Light, Dark, and All In Between

Wednesday, October 3, 2018

By Katherine Unger Baillie


Sarah Tishkoff, David and Lyn Silfen University Professor

Courtesy of University Communications



An international team led by geneticist Sarah Tishkoff has identified new genetic variants associated with skin pigmentation. While most genes known to contribute to normal variation in skin color have been discovered through studies of European populations, the new study, published in the journal Science, incorporated samples from diverse African groups.

The findings help explain the vast range of skin color on the African continent, shed light on human evolution, and inform an understanding of the genetic risk factors for conditions such as skin cancer.

“We have identified new genetic variants that contribute to the genetic basis of one of the most strikingly variable traits in modern humans,” says Tishkoff, the David and Lyn Silfen University Professor in Genetics and Biology with appointments in the School of Arts and Sciences and the Perelman School of Medicine. “When people think of skin color in Africa most would think of darker skin, but we show that within Africa there is a huge amount of variation, ranging from skin as light as some Asians to the darkest skin on a global level, and everything in between.”

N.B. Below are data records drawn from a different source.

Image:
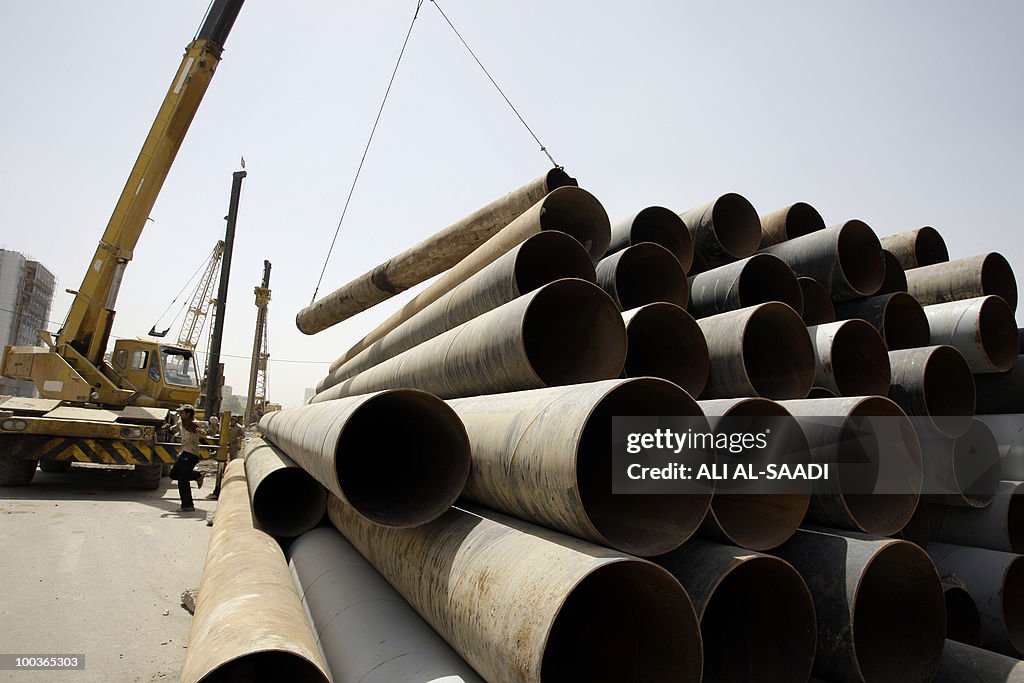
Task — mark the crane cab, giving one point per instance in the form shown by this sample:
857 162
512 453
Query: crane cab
166 373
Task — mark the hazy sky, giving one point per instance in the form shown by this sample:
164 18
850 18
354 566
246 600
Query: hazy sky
900 114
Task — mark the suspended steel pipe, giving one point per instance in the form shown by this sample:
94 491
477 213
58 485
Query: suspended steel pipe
818 307
790 222
934 383
846 259
566 332
765 517
964 279
367 631
724 229
568 210
851 358
394 477
879 605
758 351
962 471
643 273
870 440
545 457
543 258
657 224
983 330
760 279
757 616
663 340
520 603
286 501
914 249
432 256
248 619
995 581
897 316
998 526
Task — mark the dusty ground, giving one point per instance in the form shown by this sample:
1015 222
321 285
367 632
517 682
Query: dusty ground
91 565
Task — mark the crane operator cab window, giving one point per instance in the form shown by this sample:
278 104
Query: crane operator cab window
179 368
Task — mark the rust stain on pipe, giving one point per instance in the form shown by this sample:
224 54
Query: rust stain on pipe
665 341
758 351
394 477
249 622
521 603
657 224
434 255
566 332
545 456
760 279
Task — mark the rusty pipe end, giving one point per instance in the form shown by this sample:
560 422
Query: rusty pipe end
643 273
402 476
565 317
580 214
665 341
626 621
635 523
818 307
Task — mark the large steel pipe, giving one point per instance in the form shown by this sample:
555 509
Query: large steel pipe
286 500
1009 433
757 616
760 279
758 351
851 358
395 477
1001 392
870 445
643 273
546 457
520 603
846 259
569 210
763 518
879 605
895 280
724 229
998 526
249 623
367 631
913 249
897 316
566 332
963 619
543 258
934 383
818 307
995 581
962 471
983 330
434 255
790 222
964 279
657 224
965 664
665 341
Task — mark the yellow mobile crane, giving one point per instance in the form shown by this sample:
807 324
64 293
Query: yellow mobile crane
93 410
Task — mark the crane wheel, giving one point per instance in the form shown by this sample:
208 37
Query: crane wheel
16 472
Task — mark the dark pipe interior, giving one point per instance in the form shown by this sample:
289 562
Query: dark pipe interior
625 623
402 458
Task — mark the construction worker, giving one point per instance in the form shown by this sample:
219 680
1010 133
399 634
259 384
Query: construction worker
184 467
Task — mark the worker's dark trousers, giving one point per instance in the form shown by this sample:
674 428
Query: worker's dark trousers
185 471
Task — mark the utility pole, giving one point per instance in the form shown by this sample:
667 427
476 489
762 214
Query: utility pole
212 406
256 398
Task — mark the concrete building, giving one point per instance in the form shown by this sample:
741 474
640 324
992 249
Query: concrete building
26 296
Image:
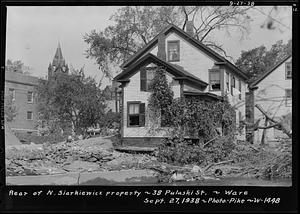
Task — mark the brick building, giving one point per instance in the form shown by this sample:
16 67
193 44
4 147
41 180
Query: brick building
22 89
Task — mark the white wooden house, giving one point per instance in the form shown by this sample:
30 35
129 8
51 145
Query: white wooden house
273 92
192 70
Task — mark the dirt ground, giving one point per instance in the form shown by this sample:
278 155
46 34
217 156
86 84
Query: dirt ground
98 155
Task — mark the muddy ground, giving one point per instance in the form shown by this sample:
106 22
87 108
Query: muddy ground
98 154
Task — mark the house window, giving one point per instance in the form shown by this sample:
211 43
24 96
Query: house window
173 51
240 89
227 81
214 80
30 97
232 84
288 97
136 114
288 70
29 115
147 75
12 93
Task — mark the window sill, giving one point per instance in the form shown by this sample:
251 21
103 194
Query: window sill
134 126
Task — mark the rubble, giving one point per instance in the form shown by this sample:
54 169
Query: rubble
94 154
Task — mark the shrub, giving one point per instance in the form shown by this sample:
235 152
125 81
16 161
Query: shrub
182 151
110 120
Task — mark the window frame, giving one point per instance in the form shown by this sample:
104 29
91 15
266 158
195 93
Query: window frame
144 77
30 101
227 81
128 115
31 115
177 42
209 76
288 98
287 77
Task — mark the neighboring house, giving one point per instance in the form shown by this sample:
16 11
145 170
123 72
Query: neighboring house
58 65
112 94
192 70
273 92
22 89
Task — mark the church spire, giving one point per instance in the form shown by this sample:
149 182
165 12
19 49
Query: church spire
58 59
58 64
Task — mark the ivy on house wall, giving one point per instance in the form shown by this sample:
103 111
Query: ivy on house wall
187 116
191 118
160 101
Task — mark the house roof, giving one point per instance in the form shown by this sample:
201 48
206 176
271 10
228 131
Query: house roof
176 70
193 41
264 75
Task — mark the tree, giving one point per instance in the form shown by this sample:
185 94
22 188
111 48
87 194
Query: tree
258 60
135 26
70 100
10 110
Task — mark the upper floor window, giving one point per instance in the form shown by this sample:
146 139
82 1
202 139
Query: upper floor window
173 51
214 80
288 70
147 75
232 84
29 115
30 97
12 93
136 114
288 93
227 81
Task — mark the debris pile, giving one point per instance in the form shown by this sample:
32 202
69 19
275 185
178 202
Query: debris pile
265 161
94 154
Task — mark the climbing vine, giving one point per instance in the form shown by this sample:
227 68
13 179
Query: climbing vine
194 118
161 99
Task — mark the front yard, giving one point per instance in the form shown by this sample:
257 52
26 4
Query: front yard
246 161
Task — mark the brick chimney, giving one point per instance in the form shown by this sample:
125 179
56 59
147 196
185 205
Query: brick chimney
189 28
161 47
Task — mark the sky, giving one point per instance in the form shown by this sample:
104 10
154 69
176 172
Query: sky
33 33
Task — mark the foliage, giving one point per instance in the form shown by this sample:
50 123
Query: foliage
70 100
135 26
161 98
10 110
110 120
258 60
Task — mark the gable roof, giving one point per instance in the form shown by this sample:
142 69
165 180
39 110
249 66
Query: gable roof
193 41
176 70
264 75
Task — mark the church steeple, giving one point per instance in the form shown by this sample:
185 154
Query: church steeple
58 64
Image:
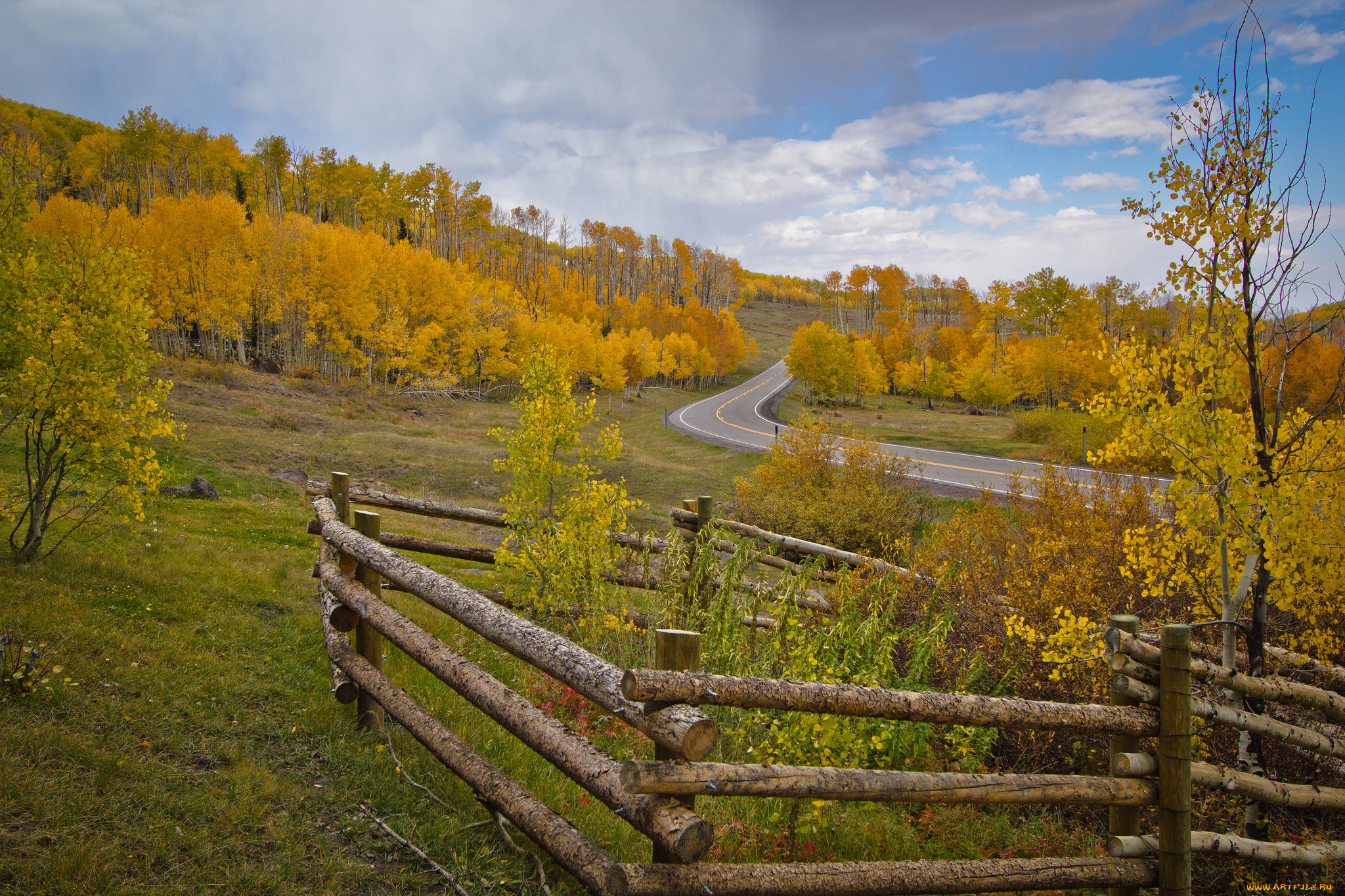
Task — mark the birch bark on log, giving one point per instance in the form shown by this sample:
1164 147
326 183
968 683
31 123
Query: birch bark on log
661 819
722 779
575 852
889 879
1242 720
813 548
681 729
1141 765
343 688
1259 851
1273 688
852 700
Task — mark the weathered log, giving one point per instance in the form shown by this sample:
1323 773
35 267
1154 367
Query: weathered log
422 507
1122 820
444 511
1129 668
889 879
663 820
1336 675
852 700
1212 844
813 548
1202 774
343 688
424 545
681 729
1275 689
575 852
640 542
1255 723
721 779
1174 806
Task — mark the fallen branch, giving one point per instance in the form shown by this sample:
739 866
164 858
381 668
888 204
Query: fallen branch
414 849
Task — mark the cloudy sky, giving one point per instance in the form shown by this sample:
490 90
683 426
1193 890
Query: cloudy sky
962 137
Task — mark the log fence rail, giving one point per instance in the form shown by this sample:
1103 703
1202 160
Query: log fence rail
1151 700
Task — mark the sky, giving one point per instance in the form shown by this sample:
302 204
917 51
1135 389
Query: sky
984 139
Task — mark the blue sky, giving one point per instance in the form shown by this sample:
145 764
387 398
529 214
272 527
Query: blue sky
967 137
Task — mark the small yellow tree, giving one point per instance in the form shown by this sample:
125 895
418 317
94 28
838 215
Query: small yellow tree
1255 476
74 382
557 507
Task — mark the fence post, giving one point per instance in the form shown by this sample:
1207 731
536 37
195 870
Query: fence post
341 496
369 643
1124 821
676 651
704 517
1174 763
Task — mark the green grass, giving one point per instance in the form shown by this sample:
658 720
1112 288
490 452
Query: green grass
188 742
904 421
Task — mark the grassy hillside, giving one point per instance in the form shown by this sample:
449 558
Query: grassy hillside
185 739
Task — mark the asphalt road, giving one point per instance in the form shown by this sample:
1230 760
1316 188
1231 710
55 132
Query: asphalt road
736 418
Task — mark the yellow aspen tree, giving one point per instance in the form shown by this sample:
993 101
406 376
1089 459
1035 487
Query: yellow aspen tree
1258 481
74 378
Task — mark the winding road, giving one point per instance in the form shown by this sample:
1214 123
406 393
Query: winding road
735 418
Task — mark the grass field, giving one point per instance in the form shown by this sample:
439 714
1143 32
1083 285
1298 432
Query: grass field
904 421
183 739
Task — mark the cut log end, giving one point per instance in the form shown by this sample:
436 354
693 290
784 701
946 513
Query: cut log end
699 739
343 618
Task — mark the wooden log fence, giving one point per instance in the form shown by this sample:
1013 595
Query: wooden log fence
880 703
590 863
798 545
1210 843
1202 774
681 729
655 796
663 820
1168 685
722 779
1239 719
1274 688
889 879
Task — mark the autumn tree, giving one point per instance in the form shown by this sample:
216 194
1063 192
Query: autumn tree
1255 476
74 382
558 508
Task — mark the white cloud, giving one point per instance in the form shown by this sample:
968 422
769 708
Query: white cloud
1105 181
1021 190
1086 247
1306 45
984 214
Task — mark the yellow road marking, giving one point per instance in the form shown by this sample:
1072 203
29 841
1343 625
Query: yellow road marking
947 467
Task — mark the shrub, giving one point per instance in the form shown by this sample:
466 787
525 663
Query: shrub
283 421
866 503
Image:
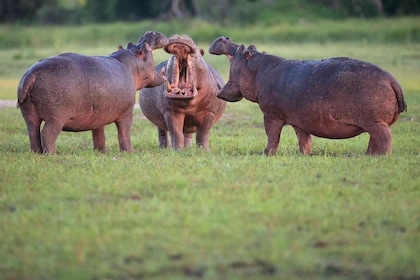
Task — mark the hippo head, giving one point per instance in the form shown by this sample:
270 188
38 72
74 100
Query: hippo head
184 67
223 45
143 67
241 79
155 40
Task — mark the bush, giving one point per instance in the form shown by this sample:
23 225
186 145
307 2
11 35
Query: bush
57 15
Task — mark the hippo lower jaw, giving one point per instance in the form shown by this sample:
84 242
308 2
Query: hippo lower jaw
180 93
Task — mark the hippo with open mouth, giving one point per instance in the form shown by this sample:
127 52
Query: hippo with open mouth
187 102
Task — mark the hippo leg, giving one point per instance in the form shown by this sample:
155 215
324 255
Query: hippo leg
33 125
273 129
188 139
163 138
49 135
305 141
124 127
203 131
380 141
98 136
175 125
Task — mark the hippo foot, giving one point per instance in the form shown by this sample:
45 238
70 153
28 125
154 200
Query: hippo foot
181 93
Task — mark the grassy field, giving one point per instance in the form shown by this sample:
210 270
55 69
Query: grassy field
229 213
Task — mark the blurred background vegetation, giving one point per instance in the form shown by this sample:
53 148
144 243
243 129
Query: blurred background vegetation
223 12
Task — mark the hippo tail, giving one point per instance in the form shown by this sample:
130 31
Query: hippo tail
24 87
402 106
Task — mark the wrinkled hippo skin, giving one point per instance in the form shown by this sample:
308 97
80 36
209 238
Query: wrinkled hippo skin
187 103
332 98
73 92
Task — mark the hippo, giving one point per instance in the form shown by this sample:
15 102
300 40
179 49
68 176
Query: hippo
187 102
74 92
333 98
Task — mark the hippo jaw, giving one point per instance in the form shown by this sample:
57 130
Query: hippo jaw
181 79
180 82
229 94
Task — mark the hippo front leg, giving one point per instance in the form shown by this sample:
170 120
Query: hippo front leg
203 131
273 129
175 124
98 136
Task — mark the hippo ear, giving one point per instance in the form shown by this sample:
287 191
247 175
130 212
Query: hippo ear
244 52
248 55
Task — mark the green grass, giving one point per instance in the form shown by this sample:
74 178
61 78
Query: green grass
229 213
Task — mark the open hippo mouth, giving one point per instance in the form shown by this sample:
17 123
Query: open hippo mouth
180 75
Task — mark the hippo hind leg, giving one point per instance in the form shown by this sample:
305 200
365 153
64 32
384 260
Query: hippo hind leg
34 127
380 142
203 131
188 139
50 132
98 136
124 127
305 141
163 138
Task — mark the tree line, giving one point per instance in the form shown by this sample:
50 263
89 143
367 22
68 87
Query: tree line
222 11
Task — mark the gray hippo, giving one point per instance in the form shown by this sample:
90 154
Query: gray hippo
187 103
73 92
332 98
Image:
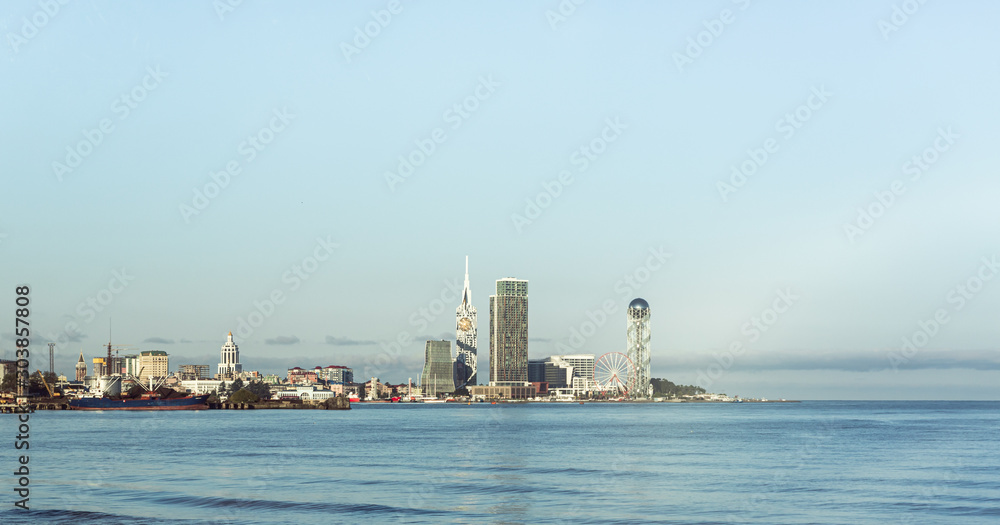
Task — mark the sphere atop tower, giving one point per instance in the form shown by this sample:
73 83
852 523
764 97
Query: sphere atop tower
639 303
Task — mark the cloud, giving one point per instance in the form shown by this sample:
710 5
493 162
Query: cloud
282 340
344 341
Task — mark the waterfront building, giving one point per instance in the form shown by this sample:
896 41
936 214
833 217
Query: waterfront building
131 365
200 386
436 377
190 372
556 373
81 368
574 371
9 367
381 390
503 391
466 358
99 368
230 365
335 374
637 341
153 363
302 376
509 333
306 394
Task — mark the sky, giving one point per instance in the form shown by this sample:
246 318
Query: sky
804 192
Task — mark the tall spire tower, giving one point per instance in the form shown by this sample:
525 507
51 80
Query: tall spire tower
230 366
81 368
464 369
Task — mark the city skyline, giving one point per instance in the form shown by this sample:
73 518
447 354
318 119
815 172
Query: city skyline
804 193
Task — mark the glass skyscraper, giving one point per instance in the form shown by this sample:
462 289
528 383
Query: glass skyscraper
436 376
509 333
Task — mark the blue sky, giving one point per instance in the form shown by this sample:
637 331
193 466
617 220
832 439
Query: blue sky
117 115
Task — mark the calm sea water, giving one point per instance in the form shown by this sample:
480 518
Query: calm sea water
810 462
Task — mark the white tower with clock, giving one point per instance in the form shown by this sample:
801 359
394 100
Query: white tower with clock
465 337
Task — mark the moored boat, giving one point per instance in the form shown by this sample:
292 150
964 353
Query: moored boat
149 401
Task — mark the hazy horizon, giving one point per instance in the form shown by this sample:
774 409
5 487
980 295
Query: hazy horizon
800 191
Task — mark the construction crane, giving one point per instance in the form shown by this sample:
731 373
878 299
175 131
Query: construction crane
46 383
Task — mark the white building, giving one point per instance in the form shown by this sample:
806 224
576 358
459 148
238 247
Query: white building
153 364
201 386
465 362
230 365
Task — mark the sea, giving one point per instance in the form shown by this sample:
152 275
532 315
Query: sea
815 462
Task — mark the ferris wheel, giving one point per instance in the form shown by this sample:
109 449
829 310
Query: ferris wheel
614 373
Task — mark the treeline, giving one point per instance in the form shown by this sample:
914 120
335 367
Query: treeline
665 388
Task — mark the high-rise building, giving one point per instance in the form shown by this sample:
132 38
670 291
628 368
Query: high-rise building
192 372
230 365
132 365
336 374
99 368
509 333
436 377
465 366
564 371
153 363
637 339
81 368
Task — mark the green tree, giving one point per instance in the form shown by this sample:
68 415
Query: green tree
243 396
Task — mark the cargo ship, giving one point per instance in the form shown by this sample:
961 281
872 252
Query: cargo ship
148 401
107 395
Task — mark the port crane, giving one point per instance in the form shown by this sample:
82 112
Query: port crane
46 383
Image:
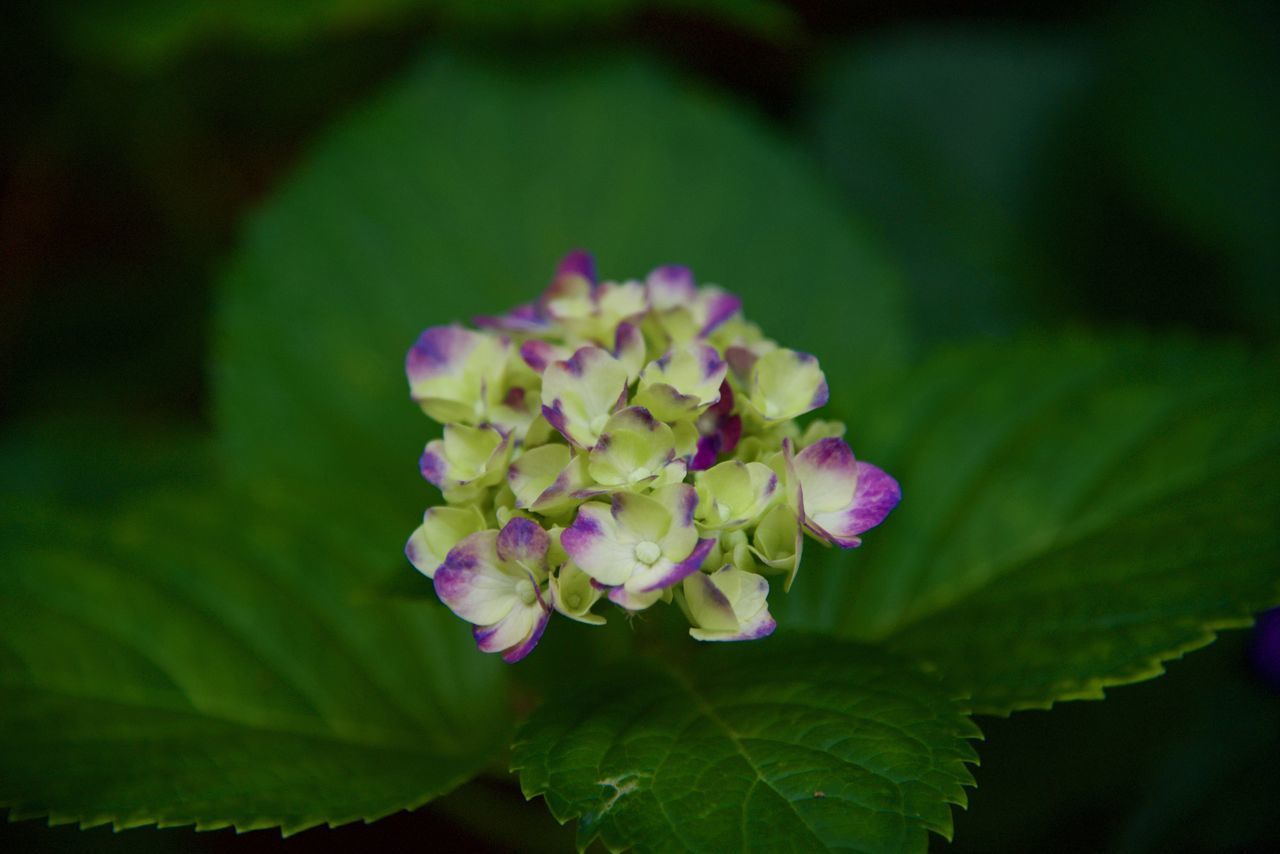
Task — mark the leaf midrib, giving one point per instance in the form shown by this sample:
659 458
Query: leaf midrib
1069 535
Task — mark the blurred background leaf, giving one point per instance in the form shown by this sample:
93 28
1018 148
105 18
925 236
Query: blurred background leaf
455 196
147 33
1074 512
941 138
120 188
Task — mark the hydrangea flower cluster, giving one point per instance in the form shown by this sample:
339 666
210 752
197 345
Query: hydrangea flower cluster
629 442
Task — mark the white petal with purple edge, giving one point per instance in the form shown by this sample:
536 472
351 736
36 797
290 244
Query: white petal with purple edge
594 543
472 584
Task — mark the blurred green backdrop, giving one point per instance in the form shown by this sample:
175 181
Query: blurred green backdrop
1008 170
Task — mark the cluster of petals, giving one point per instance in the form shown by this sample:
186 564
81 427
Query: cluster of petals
626 444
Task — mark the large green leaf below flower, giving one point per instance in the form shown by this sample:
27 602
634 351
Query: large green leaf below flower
791 745
456 195
1074 512
200 660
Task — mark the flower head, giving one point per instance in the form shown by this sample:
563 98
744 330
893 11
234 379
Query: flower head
627 443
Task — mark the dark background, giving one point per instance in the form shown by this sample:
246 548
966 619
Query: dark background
1148 200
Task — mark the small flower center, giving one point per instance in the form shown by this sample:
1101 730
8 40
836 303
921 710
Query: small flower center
648 553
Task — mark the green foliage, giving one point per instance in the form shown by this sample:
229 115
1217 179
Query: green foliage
201 660
150 33
940 138
1189 100
455 196
1074 514
255 654
798 744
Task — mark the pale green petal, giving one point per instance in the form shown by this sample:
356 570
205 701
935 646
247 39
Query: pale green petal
535 470
442 529
734 493
574 594
785 384
632 448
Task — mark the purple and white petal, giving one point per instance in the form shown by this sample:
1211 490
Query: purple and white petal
671 287
524 542
439 350
472 584
664 574
718 307
876 496
530 640
827 473
594 543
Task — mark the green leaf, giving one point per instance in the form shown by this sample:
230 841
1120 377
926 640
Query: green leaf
781 745
1188 95
455 196
1074 514
197 661
940 137
150 33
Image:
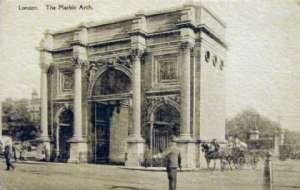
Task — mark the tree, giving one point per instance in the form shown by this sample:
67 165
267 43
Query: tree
248 120
18 121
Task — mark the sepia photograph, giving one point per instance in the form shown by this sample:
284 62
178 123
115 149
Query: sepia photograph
150 95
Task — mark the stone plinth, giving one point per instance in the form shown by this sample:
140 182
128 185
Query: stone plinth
78 151
188 152
135 151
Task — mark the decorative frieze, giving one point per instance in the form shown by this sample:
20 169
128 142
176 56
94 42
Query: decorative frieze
152 102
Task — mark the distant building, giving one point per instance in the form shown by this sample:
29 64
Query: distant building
109 89
34 107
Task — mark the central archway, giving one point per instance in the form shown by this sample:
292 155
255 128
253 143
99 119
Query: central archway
110 115
64 132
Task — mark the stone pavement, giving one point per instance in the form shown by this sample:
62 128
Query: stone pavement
34 175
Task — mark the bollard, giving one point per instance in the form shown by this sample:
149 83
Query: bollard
268 176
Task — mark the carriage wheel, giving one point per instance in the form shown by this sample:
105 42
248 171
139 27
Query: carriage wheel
241 162
254 162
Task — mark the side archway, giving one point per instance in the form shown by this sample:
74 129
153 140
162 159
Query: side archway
164 122
63 133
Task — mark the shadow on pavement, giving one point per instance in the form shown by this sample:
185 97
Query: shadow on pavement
127 187
289 186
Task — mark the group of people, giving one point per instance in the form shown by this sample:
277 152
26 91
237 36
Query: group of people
8 153
172 156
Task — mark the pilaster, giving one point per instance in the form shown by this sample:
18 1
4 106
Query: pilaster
135 142
45 62
78 144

Tishkoff and colleagues measured the light reflectance of the skin—a stand-in for melanin content—of more than 2,000 Africans from ethnically and genetically diverse populations. They found the darkest skin in Nilo-Saharan pastoralist populations in eastern Africa, and the lightest skin in San hunter-gatherer populations in southern Africa.

Using genetic information from nearly 1,600 people, the researchers found four key areas of the genome where variation closely correlated with skin color differences.

The region with the strongest associations was in and around the SLC24A5 gene, one variant of which is known to play a role in light skin color in European and some southern Asian populations and is believed to have arisen more than 30,000 years ago. This variant was common in populations in Ethiopia and Tanzania that were known to have ancestry from Southeast Asia and the Middle East, suggesting it was carried into Africa from those regions.

Another region, which contains the MFSD12 gene, had the second strongest association to skin pigmentation. This gene is expressed at low levels in depigmented skin in individuals with vitiligo, a condition where the skin loses pigment in some areas.

“I still remember the ‘Ah ha!’ moment when we saw this gene was associated with vitiligo,” says Nicholas Crawford, a former Penn postdoctoral fellow who worked in collaboration with Tishkoff. “That’s when we knew we’d found something new and exciting.”

Additional associations with skin color were found in the OCA2 and HERC2 genes, which have been linked with skin, eye, and hair color variation in Europeans, though the mutations identified are novel. And a final genetic region the researchers found to be associated with skin pigmentation included genes that play a role in ultraviolet light response and melanoma risk.

“Africans don’t get melanoma very often,” Tishkoff says. “The variants near these genes are highest in populations who live in areas of the highest ultraviolet light intensity, so it makes sense that they may be playing a role in UV protection.”

The work gives a broader picture of the evolution of skin color in humans. Most of the genetic variants associated with light and dark pigmentation from the study appear to have originated more than 300,000 years ago, and some emerged roughly 1 million years ago, well before modern humans evolved. The older version of these variants in many cases was the one associated with lighter skin, suggesting that perhaps the ancestral state of humans was moderately pigmented rather than darkly pigmented skin.

Tishkoff noted that the work underscores the diversity of African populations and the lack of support for biological notions of race.

“We show that skin color is extremely variable on the African continent and that it is still evolving,” Tishkoff says. “There’s no such thing as an African race.”

The study was conducted with support primarily from the National Institutes of Health and the National Science Foundation.